Access to the creek is currently quite limited. Visitors can launch their craft at City Beach or at the east end of the Bridge Street Bridge. (By 2025 they will have another option after the city builds a planned small-craft launch at the Visitor Center on Highway 95.) They can paddle north as far as Cedar Park, a little-known and quite small public area just upstream of the Schweitzer Cutoff Bridge. There, in summer’s high water, they might step out of their probably-aground craft and have a picnic ashore.
Or they can launch on the west side of Popsicle Bridge, which is public property, but problematic. “The Popsicle bridge gets a lot of use,” said Regan Plumb, conservation director for KLT. “The access is terrible to get your canoe or kayak in, but people still do it. And there’s no parking. There’s no trash [can], there’s no bathroom.” The resulting accumulation of human detritus is an annoyance to those who are otherwise fortunate to live nearby.
In the future, there might be more access at a site just downstream that KLT owns and plans to give to the Kalispel tribe. The tribe plans to keep it open to the public, while leaving it in its natural state.
Because much of the land along the shore is privately owned, there is little hope for any extension of the creekside walking and biking trail that runs from the Bridge Street Bridge north under the highway and on to Popsicle Bridge. But there is still hope for a trail along the west side, below the big new houses. Many in Sandpoint recall that when the University of Idaho sold this creekside land to private developers, there was a promise that a public trail would be created next to the water. Conversations and negotiations continue about this path, which will extend south from the Popsicle Bridge.
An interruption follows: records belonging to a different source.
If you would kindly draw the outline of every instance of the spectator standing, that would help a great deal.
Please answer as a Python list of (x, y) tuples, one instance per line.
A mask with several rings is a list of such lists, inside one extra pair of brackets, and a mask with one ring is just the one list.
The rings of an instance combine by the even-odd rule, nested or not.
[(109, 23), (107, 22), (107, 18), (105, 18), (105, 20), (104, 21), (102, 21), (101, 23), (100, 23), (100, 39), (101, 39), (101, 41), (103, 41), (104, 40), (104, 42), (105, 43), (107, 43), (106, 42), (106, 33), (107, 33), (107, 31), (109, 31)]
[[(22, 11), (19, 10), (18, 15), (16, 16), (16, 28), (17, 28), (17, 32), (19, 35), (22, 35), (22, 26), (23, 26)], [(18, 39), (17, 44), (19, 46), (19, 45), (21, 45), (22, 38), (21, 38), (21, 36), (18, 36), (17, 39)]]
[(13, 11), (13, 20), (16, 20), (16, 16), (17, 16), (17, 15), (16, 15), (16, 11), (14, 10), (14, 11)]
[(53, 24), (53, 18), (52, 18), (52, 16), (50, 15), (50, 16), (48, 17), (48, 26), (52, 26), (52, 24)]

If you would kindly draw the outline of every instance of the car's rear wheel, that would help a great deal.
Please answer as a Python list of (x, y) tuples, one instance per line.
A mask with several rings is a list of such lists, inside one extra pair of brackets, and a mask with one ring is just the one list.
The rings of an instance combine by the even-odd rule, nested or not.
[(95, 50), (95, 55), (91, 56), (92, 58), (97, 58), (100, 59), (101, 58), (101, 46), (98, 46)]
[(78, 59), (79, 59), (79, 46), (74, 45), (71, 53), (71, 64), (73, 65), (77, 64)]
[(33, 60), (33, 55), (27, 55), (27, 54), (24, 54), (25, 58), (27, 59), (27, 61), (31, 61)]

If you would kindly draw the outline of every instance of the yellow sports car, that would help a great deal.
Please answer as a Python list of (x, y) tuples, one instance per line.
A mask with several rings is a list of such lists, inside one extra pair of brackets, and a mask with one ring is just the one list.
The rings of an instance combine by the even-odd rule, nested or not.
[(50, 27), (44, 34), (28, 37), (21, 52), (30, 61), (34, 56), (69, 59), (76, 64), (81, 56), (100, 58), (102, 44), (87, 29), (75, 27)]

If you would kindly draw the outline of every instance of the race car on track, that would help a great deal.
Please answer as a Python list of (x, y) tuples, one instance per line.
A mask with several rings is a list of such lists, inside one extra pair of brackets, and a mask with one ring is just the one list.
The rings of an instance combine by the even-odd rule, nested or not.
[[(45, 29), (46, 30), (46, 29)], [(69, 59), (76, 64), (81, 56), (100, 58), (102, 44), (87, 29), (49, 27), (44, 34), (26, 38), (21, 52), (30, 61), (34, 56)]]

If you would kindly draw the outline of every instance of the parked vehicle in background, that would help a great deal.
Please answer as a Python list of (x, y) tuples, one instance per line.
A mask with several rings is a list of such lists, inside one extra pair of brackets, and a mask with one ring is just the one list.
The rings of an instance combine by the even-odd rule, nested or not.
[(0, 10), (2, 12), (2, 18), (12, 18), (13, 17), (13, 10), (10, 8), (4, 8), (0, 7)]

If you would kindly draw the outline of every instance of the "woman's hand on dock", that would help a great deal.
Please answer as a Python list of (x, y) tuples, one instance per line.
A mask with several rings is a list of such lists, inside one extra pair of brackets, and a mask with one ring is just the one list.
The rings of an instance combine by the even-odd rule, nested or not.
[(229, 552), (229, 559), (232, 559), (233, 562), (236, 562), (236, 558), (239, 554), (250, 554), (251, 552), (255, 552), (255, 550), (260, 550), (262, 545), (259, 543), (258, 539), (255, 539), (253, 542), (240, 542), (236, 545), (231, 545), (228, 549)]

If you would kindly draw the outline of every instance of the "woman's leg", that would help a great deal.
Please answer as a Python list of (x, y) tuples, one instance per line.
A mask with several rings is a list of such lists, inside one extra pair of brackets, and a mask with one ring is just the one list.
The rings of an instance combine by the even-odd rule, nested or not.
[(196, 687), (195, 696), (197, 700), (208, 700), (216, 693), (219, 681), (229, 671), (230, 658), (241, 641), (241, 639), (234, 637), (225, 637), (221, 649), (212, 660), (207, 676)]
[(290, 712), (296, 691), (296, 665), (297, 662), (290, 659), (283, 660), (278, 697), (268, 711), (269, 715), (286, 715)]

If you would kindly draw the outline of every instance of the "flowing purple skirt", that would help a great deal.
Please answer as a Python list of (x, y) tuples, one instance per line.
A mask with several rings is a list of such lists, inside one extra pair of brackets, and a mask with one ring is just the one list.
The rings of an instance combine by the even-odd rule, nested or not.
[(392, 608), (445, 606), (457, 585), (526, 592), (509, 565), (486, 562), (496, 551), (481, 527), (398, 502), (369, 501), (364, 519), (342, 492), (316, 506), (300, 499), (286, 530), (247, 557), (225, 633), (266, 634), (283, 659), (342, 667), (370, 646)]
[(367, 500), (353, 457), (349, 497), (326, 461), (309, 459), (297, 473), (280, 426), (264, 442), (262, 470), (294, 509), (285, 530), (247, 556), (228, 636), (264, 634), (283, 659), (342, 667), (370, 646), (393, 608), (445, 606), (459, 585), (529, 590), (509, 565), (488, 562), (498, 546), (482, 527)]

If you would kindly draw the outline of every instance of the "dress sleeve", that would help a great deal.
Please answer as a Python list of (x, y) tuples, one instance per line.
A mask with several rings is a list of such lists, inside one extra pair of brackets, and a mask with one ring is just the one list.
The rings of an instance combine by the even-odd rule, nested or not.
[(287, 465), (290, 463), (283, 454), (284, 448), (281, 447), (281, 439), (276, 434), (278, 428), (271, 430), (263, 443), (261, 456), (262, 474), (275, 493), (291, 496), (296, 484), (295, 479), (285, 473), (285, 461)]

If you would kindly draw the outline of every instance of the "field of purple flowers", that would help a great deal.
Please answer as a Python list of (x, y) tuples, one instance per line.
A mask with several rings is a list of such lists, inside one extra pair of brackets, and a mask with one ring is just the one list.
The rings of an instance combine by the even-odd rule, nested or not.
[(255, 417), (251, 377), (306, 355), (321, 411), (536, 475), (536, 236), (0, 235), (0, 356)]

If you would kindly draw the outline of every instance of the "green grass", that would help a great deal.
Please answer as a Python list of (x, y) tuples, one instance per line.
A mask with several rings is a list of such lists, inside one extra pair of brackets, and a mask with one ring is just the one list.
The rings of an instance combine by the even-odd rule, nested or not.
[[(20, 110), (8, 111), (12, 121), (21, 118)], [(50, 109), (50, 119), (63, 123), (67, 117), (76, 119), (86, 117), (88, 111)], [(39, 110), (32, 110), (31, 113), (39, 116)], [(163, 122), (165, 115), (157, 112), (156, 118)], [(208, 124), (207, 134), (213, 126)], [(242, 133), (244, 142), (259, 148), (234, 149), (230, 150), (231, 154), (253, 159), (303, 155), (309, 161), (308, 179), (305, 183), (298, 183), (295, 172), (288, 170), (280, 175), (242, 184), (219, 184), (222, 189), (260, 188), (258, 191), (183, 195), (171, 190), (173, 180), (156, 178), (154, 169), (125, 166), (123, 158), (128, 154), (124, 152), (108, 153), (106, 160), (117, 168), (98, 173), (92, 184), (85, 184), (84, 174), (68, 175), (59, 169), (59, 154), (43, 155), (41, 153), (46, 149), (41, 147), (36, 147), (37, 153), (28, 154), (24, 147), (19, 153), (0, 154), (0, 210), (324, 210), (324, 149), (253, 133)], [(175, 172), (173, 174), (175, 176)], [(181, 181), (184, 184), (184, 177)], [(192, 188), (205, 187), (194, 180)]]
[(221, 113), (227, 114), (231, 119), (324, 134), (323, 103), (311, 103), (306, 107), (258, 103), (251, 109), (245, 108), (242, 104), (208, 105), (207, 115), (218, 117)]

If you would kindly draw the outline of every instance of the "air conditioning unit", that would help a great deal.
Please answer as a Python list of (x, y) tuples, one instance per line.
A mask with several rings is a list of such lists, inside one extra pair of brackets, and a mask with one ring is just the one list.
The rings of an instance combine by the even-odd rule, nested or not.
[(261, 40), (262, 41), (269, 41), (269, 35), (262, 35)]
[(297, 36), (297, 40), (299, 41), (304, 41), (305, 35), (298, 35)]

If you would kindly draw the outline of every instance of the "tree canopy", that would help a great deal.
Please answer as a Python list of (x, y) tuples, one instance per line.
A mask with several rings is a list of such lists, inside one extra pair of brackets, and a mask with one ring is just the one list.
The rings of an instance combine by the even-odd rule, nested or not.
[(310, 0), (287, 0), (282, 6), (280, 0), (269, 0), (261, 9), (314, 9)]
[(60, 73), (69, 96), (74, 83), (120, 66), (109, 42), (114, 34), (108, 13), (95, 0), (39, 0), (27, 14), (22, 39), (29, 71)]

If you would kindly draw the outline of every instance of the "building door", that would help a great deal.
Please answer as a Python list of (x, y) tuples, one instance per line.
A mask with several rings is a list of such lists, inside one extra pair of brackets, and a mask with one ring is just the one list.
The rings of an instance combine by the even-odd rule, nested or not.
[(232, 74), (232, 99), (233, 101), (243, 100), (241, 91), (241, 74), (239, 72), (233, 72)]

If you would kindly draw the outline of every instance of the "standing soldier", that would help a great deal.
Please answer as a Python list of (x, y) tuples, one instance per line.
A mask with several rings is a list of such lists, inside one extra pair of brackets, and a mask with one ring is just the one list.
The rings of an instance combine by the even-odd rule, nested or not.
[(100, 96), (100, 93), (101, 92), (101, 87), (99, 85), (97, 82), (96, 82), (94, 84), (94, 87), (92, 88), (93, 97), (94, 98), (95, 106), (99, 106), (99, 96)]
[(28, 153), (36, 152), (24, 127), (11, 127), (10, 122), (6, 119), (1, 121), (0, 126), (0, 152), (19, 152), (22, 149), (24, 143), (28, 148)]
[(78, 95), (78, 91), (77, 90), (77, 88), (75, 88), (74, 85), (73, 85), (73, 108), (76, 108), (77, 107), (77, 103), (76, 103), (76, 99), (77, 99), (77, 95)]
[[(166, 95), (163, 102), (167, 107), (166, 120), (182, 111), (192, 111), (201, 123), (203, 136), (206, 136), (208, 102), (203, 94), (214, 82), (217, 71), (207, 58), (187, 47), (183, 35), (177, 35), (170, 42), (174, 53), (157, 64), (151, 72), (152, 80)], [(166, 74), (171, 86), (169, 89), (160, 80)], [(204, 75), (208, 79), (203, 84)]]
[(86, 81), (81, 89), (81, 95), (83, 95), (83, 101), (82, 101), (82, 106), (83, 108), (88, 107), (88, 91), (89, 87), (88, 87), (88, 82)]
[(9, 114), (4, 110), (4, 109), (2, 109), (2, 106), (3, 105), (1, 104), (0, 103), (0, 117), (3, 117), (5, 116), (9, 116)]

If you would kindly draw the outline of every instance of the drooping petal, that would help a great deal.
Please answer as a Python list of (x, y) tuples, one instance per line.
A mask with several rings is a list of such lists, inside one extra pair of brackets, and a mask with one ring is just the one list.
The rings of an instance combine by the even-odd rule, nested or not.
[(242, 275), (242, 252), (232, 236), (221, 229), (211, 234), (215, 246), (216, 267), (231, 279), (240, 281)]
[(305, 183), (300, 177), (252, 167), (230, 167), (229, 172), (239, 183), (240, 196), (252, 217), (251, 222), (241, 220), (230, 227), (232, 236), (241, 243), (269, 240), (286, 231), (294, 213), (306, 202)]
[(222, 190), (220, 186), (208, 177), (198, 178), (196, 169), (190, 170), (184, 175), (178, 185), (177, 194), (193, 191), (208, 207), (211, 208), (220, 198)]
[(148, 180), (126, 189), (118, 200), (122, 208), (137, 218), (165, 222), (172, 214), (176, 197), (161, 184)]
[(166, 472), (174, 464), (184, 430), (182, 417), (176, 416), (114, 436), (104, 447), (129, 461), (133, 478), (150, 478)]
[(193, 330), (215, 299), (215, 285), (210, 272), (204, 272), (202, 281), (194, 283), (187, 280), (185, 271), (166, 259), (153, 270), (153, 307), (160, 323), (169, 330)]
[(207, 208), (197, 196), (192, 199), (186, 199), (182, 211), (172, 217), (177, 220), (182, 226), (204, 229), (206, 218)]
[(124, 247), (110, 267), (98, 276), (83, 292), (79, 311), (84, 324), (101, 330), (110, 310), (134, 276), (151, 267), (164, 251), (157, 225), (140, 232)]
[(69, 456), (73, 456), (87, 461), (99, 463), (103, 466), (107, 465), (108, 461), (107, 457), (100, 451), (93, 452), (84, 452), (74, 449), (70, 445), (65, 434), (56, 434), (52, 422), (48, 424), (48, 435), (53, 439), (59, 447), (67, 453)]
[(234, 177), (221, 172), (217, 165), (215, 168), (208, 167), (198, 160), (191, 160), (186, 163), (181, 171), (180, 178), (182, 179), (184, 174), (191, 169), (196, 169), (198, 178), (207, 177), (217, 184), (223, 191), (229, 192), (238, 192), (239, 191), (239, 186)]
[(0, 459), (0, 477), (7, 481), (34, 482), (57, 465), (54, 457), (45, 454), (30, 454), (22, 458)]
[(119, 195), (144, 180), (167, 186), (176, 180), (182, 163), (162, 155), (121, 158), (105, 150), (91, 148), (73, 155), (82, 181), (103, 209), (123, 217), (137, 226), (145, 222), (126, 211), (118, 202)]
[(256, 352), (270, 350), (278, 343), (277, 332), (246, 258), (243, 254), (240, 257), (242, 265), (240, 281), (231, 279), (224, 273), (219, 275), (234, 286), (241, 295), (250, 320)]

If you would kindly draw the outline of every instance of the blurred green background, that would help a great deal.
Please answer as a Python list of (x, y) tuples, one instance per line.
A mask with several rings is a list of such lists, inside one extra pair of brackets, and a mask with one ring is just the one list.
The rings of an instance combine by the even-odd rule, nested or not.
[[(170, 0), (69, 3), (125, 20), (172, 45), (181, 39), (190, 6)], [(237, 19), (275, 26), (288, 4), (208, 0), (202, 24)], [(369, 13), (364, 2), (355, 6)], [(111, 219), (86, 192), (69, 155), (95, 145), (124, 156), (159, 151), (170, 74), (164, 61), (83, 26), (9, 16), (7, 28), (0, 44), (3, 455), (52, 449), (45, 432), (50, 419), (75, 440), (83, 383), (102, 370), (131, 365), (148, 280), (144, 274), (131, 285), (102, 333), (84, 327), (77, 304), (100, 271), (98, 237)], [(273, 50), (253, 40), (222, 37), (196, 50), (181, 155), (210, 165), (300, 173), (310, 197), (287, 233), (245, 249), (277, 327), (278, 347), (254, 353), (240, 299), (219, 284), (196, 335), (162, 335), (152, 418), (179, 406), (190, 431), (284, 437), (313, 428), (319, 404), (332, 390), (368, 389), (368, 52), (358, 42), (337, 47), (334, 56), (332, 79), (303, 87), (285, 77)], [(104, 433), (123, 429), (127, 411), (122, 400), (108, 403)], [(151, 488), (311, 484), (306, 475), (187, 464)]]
But is encouraging access to this remarkable sliver a good idea? It appears to be the best alternative. A survey of neighbors and other interested parties, conducted this past winter, indicates that they want the creek to continue as a haven of peace and quiet. But they know that people will continue to come, and they recognize that planning for them is their best hope to preserve it.
Beyond the desire for peace and quiet is the question of how human use will affect the water’s cleanliness and clarity. Upstream it is, after all, a source of drinking water for the city. “Water quality is huge, a really high priority, and something that keeps coming up over and over in all of our outreach,” said Plumb. Numerous comments on the survey mentioned the presence of invasive plants, and the vision will include a strategy to mitigate those and encourage the return of displaced natives.
But if people are to continue using the creek without damaging it, education will be a necessity. That is part of the project, too, although the form it will take is as yet unspecified. The idea is that public access points can be used to help people understand how they can visit in a way that keeps the waterway healthy. In order to minimize signage in the natural environment, a mobile app is one of the options being considered.
Hopeful quiet paddlers, wildlife lovers, and shoreside walkers should keep an eye on KLT’s website (www.kaniksu.org) to find out the date of the open house this summer. A draft of the vision document may be on the website as well. Planning will wrap up by the end of 2024, when grant writing to fund the vision will begin.